How to Import a Baby

John Stonestreet, Radio Host and Director of the Colson Center

Recently, The Atlantic described a problem unique to the 21st century: “stateless” babies.

Here’s the situation: a gay couple uses their own sperm, an egg donor, and a surrogate mother. The result is twin boys, born in Canada. One was genetically related to his American father; the other to the partner, an Israeli citizen. The men wanted to bring the twins to the U.S. but one wasn’t an American citizen. Diplomatic woes ensued.

As the reporter put it, “When a child can have five possible parents, whose citizenship counts?” The exploitation and cold consumerism that create this kind of legal riddle shouldn’t be considered “unintended consequences” of assisted reproduction; they are inherent in the process of separating babies from the moms and dads who create them.

This puzzle isn’t really about solving an immigration puzzle. Only recognizing that every child has the right to his or her own father and mother can do that.

Copyright 2021 by the Colson Center for Christian Worldview. Reprinted from BreakPoint.org with permission.

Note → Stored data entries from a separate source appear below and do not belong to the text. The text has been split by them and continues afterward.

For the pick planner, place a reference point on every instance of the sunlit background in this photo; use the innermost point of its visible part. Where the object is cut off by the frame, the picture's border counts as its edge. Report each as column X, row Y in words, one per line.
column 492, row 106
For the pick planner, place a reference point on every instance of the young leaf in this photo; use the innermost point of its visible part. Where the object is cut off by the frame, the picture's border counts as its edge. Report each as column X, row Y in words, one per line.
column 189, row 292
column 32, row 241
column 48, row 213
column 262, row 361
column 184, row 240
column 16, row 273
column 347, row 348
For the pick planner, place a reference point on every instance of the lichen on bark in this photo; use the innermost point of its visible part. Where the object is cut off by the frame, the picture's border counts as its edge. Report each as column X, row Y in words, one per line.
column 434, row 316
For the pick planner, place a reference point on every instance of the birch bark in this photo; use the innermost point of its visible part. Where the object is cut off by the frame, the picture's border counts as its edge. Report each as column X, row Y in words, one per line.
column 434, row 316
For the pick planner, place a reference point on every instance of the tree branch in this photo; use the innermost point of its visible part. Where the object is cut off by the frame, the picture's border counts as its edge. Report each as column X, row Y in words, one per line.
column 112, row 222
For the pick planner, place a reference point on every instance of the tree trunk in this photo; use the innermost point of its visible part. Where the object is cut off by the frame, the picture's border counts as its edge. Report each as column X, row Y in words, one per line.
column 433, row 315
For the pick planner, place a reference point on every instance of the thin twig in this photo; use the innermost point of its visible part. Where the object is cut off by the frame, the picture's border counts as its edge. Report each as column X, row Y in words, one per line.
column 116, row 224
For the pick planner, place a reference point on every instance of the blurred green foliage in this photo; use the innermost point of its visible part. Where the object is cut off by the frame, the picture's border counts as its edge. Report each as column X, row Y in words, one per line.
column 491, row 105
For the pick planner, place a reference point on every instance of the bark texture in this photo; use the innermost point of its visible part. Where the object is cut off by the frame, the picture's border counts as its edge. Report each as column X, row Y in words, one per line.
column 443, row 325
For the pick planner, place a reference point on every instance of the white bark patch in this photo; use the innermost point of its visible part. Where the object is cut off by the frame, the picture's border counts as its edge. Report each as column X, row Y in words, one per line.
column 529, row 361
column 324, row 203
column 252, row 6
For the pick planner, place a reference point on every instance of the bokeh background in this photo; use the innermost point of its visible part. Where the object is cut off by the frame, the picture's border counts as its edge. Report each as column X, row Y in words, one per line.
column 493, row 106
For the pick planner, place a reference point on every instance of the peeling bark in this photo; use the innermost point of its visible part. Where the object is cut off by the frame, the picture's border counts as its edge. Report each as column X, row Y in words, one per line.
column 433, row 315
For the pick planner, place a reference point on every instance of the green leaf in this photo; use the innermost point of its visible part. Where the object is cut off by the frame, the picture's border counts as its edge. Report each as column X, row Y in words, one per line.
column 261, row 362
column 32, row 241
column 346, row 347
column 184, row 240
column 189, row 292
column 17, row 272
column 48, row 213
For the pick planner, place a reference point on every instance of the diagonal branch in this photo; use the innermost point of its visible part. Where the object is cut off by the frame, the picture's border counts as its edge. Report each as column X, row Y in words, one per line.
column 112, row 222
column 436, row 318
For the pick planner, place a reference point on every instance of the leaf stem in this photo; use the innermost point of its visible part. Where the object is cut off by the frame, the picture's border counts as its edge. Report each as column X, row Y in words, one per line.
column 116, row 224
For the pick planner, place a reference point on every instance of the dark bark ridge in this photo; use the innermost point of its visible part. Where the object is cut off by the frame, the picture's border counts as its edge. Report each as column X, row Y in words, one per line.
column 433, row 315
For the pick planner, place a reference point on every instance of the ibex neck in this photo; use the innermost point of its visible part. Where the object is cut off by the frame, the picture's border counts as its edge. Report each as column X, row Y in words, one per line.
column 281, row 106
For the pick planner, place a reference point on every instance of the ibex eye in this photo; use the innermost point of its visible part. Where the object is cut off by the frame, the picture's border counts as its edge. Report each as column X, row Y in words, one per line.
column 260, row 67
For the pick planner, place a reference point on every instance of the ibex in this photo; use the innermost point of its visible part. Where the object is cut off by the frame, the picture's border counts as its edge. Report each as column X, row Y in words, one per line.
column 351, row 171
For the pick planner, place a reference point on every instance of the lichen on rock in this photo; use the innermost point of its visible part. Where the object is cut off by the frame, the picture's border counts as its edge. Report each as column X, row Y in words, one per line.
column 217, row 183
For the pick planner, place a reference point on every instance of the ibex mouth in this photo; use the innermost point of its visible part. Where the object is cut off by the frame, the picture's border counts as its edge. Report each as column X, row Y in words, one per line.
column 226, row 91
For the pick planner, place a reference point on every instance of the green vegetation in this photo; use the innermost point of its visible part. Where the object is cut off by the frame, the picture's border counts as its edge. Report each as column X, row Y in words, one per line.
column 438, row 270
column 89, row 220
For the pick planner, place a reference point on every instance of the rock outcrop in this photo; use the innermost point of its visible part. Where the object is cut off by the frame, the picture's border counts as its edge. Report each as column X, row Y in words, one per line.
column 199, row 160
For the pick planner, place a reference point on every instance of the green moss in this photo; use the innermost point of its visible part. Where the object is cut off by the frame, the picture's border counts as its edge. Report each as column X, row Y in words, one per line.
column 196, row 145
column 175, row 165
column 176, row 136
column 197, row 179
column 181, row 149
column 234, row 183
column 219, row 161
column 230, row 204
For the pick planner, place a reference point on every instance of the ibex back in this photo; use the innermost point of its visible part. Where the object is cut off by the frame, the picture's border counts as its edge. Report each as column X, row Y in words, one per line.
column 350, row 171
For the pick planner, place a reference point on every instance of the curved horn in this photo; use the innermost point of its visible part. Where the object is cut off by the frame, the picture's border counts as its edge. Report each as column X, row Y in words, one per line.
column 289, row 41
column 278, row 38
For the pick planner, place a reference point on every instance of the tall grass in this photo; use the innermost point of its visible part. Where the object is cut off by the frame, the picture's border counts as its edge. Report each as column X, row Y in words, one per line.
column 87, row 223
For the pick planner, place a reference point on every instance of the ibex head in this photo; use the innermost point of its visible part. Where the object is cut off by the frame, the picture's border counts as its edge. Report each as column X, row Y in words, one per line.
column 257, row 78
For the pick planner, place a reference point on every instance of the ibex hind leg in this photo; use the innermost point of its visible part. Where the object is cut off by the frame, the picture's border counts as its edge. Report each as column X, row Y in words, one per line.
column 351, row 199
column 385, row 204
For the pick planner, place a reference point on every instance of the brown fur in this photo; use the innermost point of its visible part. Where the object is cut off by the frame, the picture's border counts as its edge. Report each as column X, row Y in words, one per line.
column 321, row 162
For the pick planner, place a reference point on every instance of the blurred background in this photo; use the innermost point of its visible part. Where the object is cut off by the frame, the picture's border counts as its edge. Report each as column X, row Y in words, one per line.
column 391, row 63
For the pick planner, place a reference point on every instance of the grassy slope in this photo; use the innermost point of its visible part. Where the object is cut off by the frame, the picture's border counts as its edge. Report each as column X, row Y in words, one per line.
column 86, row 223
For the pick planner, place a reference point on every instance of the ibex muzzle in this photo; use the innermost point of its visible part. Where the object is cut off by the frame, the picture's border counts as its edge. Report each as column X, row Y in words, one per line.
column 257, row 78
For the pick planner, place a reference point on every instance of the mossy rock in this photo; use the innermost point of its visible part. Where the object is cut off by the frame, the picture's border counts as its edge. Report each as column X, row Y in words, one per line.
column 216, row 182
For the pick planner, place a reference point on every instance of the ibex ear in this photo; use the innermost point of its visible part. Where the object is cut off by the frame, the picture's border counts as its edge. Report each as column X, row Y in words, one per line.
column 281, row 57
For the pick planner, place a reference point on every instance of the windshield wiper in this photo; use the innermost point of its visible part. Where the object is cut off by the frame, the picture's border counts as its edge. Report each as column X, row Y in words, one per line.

Surrogacy Never Goes Right

John Stonestreet, Radio Host and Director of the Colson Center

Last month LiveAction shared a story from the New Zealand Herald about a couple whose surrogacy experience went terribly wrong. After a surrogate mom volunteered to carry a couple’s IVF-conceived child, she began suffering prenatal depression and opted for an abortion.

The biological parents were devastated and helpless. Their story is one of many ways surrogacy goes wrong.

But does it ever go right?

Even if the surrogate mother had carried the baby to term, the child would be deprived of its biological mom. In cases where donor gametes are involved, the children of surrogacy lose their right to their biological mom or dad, or both. Increasingly, when the intended parents are a same-sex couple, the child is denied a mommy or daddy altogether.

Surrogacy may attempt to fix brokenness, but it always creates more. Even when everything goes according to plan, there’s a cost paid by the only one who didn’t consent: the child.

Copyright 2021 by the Colson Center for Christian Worldview. Reprinted from BreakPoint.org with permission.

Kenyans Erased for Lucrative Baby Business

John Stonestreet, Radio Host and Director of the Colson Center

Recently, a reporter who went undercover to investigate the growing international commercial surrogacy industry in Kenya found that Kenya has no real laws on the books governing surrogacy. Some would-be parents, including wealthy international couples, fudge the rules to get what they want. In some cases, couples have convinced the surrogate to illegally list their names on the child’s birth certificate – which legally erases the mother from the child’s life, forever.

With one-third of Kenyans living in poverty, and the cost of surrogacy less than a third of what it cost in the United States, the situation is ripe for exploitation, corruption, and violence.

And there is no official count of the number of babies born by surrogacy in Kenya. Every one is born into a tragic situation. Even if it were just one, it’s awful. Neither babies nor poor women are bodies for sale. And every child has a right to their own mother and father.